Man gets court approval to sue Interpol president
A British man who was detained in the United Arab Emirates in January 2019, and who claims he was tortured after going on holiday there, was given High Court approval late last month to seek legal action against the head of Interpol.
Ali Issa Ahmad, a Sudanese-born British citizen, sued Major General Ahmed Naser Al-Raisi, who was appointed the new president of Interpol last November, for complicity in torture, along with six other government officials. At the time of the alleged incidents, Al-Raisi was inspector general of the UAE’s Ministry of Interior and was in charge of overseeing prisons and police.
The order of the High Court in London granted Ahmed official permission to pursue the case outside of UK jurisdiction. Previously, a letter from UAE officials had claimed diplomatic immunity for those involved and stated UK courts had no authority in this matter.
“I am so happy that the High Court has granted permission to serve my claim against the people responsible for my torture in UAE. I have suffered for the last three years. I deserve justice. Torture is painful, it has changed my life and changed how I feel emotionally. I am a victim of torture because of the football shirt I wore,” said Ahmad, as cited by the Guardian.

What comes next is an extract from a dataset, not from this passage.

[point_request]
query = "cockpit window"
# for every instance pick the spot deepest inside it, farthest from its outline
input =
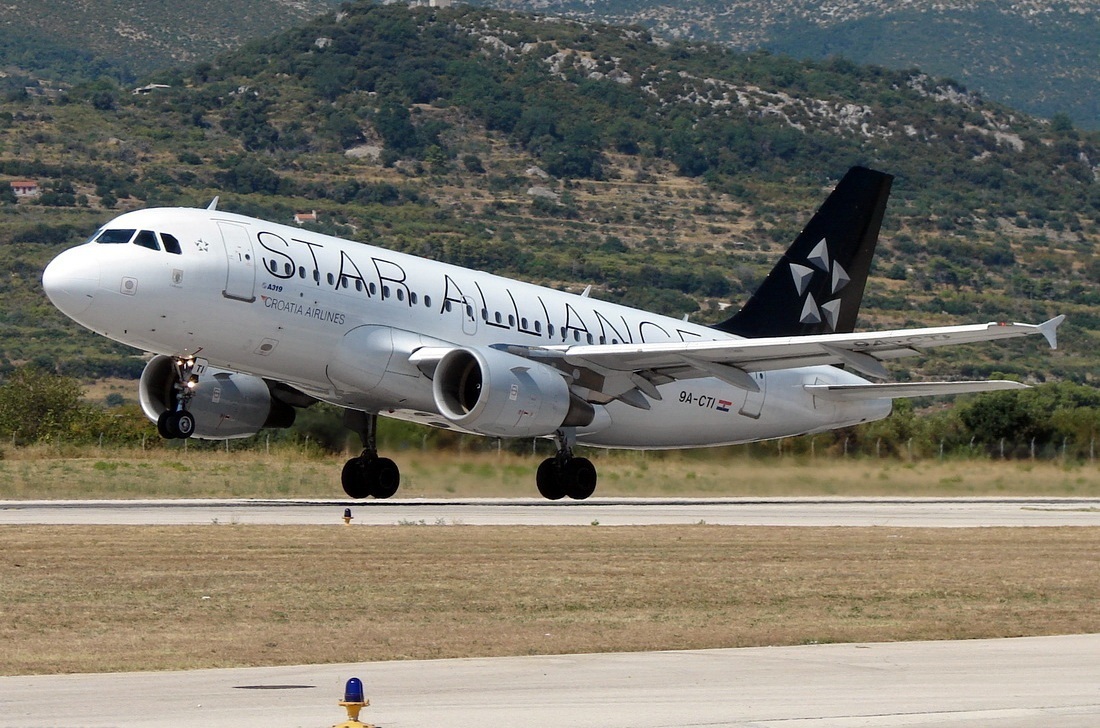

The British citizen was arrested in 2019 during his stay in UAE to watch Asian Cup matches. According to his claims, he was taken into custody for wearing a football T-shirt with a Qatari logo the day after he attended a match between Qatar and Iraq on January 22. From January 23 to February 12, 2019, he was imprisoned and allegedly repeatedly assaulted by the security officials, who he says inflicted both physical and psychological harm upon him.